Índice de Frankenstein de Mary W. ShelleyAnteriorSiguienteBiblioteca Virtual Antorcha

Capítulo Décimo Octavo

Después de mi regreso a Ginebra, las semanas fueron transcurriendo, día tras día, sin que pudiera encontrar el suficiente ánimo como para empezar mis trabajos. Temía la venganza del odioso ser si no cumplía lo que le había prometido, pero me era imposible vencer la repugnancia que me producía entregarme a la actividad que me había impuesto. Me di cuenta de que no llegaría a crear una hembra de la misma especie que el monstruo, sin dedicar antes muchos meses al estudio y a la investigación. Había oído hablar de ciertos descubrimientos hechos por un sabio inglés, que me serían imprescindibles si deseaba alcanzar el éxito, y por ello pensé en pedir permiso a mi padre para visitar Inglaterra. A pesar de ello, me aferraba a cualquier acontecimiento, por pequeño que fuera, para justificar el retraso del viaje. Mi salud, antes tan precaria, se había restablecido considerablemente; y mi ánimo, antes tan decaído, se elevaba cuando mi mente no estaba sometida a la morbosa influencia del recuerdo de mi promesa.
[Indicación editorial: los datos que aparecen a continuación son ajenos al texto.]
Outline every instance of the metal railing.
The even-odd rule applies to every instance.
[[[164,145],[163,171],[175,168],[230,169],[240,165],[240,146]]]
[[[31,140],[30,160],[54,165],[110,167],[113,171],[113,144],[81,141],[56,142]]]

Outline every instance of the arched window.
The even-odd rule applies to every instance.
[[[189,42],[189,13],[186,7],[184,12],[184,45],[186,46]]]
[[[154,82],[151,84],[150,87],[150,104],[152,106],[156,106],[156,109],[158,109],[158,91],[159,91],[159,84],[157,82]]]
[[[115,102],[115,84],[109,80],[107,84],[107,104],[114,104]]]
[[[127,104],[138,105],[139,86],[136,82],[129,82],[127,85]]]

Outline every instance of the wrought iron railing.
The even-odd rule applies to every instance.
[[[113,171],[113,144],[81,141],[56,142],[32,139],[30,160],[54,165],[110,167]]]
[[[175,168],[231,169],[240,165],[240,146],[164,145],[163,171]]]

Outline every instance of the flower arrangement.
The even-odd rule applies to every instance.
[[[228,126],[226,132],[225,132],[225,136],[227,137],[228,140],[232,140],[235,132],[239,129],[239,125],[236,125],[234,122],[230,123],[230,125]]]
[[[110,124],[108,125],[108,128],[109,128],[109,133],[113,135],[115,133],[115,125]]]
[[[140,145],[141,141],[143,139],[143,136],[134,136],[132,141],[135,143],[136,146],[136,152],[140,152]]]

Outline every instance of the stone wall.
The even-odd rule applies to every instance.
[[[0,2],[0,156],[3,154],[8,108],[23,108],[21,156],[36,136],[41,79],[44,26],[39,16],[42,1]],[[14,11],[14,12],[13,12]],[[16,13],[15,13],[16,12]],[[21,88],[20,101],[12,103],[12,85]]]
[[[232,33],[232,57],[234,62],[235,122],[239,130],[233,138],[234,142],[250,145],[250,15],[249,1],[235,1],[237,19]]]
Mi padre observaba este cambio con satisfacción, y procuraba suprimir cuanto creía la causa de mi desasosiego. Por mi parte, cuando me asaltaba el pesimismo, me refugiaba en la más completa soledad; pasaba días enteros navegando por el lago, y mi única actividad era observar el cielo y escuchar el murmullo de las aguas, que parecían inamovibles e indiferentes a todo. El aire puro y el brillo del sol me animaban en parte, y permitían que, al volver a casa, recibiese los saludos de todos mis amigos con gran alegría.

Un día, cuando regresaba de una de estas excursiones, mi padre me llamó a su gabinete y me dijo:

- Mi querido hijo, me siento realmente feliz al observar que has recobrado gran parte de tu vitalidad. Con todo, no pareces ser absolutamente dichoso, y a veces incluso huyes de nuestra compañía. He meditado muchísimo acerca de esto, haciendo toda clase de suposiciones, y por fin ayer se me ocurrió algo que, de ser cierto, te pido me lo confirmes con toda franqueza, porque una reserva por tu parte sólo conseguiría traemos disgustos a todos.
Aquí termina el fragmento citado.